[openstack-dev] [nova] blueprint about multiple workers supported in nova-scheduler

Attila Fazekas afazekas at redhat.com
Fri Mar 6 15:19:18 UTC 2015


Looks like we need some kind of _per compute node_ mutex in the critical section,
multiple scheduler MAY be able to schedule to two compute node at same time,
but not for scheduling to the same compute node.

If we don't want to introduce another required component or
reinvent the wheel there are some possible trick with the existing globally visible
components like with the RDMS.

`Randomized` destination choose is recommended in most of the possible solutions,
alternatives are much more complex.

One SQL example:

* Add `sched_cnt`, defaul=0, Integer field; to a hypervisors related table.

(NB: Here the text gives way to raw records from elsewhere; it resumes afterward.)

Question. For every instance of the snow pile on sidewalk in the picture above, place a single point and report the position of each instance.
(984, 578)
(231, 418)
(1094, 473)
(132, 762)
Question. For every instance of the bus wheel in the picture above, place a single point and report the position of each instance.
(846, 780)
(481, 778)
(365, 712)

When the scheduler picks one (or multiple) node, he needs to verify is the node(s) are 
still good before sending the message to the n-cpu.

It can be done by re-reading the ONLY the picked hypervisor(s) related data.
with `LOCK IN SHARE MODE`.
If the destination hyper-visors still OK:

Increase the sched_cnt value exactly by 1,
test is the UPDATE really update the required number of rows,
the WHERE part needs to contain the previous value.

You also need to update the resource usage on the hypervisor,
 by the expected cost of the new vms.

If at least one selected node was ok, the transaction can be COMMITed.
If you were able to COMMIT the transaction, the relevant messages 
 can be sent.

The whole process needs to be repeated with the items which did not passed the
post verification.

If a message sending failed, `act like` migrating the vm to another host.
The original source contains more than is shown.